From its opening bar, “PTSD” feels like the album’s emotional core turned up. The tempo is steady but heavy , not too fast, not too slow and giving space for Ortiz’s words to weigh. You can sense the internal tug-of-war, where each line lands with tension, like someone trying to steady their breathing in a moment of panic. The production around him is sparse enough to leave room for breath, yet maintains enough pressure and subtle percussion, ominous undertones to remind you of the weight he’s carrying.
Lyrically, there’s a raw confession here, references to internal scars, to reflections that border on obsession, to repeat loops of memory. But he doesn’t linger in victimhood. There’s agency in his framing. He’s not just reporting his trauma , he’s interrogating it, wrestling it. The tension between vulnerability and control is the song’s central thread, and Ortiz walks it skillfully.
2- “Makin It By”
This track pivots the mood. The tempo picks up, the beat feels more determined, almost defiant, as if saying: “I’m here, and I will survive.” It’s a hustler’s anthem, but not in the shallow “money flex” sense. Here, “making it by” becomes a moral and emotional measure making it by without losing your sense of self. You can hear the strain in his delivery, but also glimpses of triumph.
Musically, the production balances momentum and space. There’s force behind the drums, but also breaks and openings for Ortiz to breathe, to drop lines you can replay in your mind. The contrast between the beat’s forward drive and his reflective refrains gives the song a push/pull energy. It’s a standout in that it feels both accessible and intimate.
3-
“The Yaowa”
This track leans into swagger without losing substance. The tempo is gonna make you move and there’s bounce, there’s groove, but the vibe has grit. Ortiz adopts a sharper cadence, more bravado, more edge. It’s almost cinematic: you can picture the characters, the scenes implied in his lines.
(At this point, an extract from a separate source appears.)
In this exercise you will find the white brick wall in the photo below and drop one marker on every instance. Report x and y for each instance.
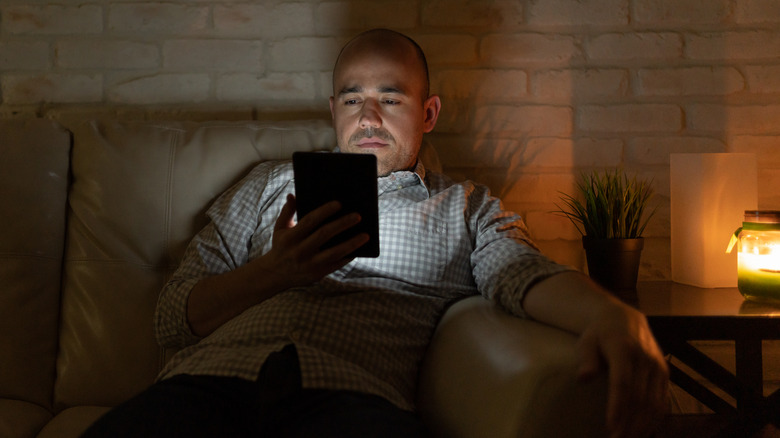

Lyrically, it’s a combination of street realism, pride, defiance, maybe even warning. He seems to be in command here, asserting identity, status, respect, but never in a vacuum. His lines hint at conflict, respect earned, challenges faced. Because the beat is lively, the risk is that words can get swallowed, but Ortiz punches through. He rides the rhythm but doesn’t let the rhythm ride him.
4- “Smile”
This is the moment the album leans into tenderness. The tempo drops and the beat softens. It’s quieter, more spacious. The track gives Ortiz room to breathe, to rest, to show face with wounds, hopes, regrets all in the open. You feel like he’s speaking softly into a broken mirror.
Lyrically, “Smile” wrestles more with hope than with pain. It acknowledges damage, but also the attempt to heal, to find moments that break through the darkness. It’s less combative, more open-handed. The contrast against “PTSD” is striking: if “PTSD” locks you in the storm, “Smile” offers a doorway out or at least a window.
The production is gentle, but it doesn’t feel passive. Subtle instrumentation, quiet textures, layered harmonies in the backdrop , with that Rene & Angela sample, they all serve to hold Ortiz’s voice so it doesn’t feel lonely. You may catch yourself leaning in, listening to small cadences, pauses, inflections.
Through 13 tracks , including these four tracks, Ortiz maps a trajectory, from storm, to hustle, to assertion, to fragile hope. He doesn’t shy away from darkness, and he doesn’t offer false sunshine. Instead, he lets shadows and light co-exist. One consistent strength is his command of space and he doesn’t overpack the instrumentals, so you hear every syllable; the beat and voice converse rather than compete.
If there’s a slight tension, it’s that in tracks like “The Yaowa,” the force of swagger risks overshadowing nuance. But even then, Ortiz’s precision in timing, syllable, emotional inflection keeps things anchored.
“Love, Peace & Trauma” through these songs feels less like a show and more like an internal dispatch. It’s not always comfortable, but it’s compelling.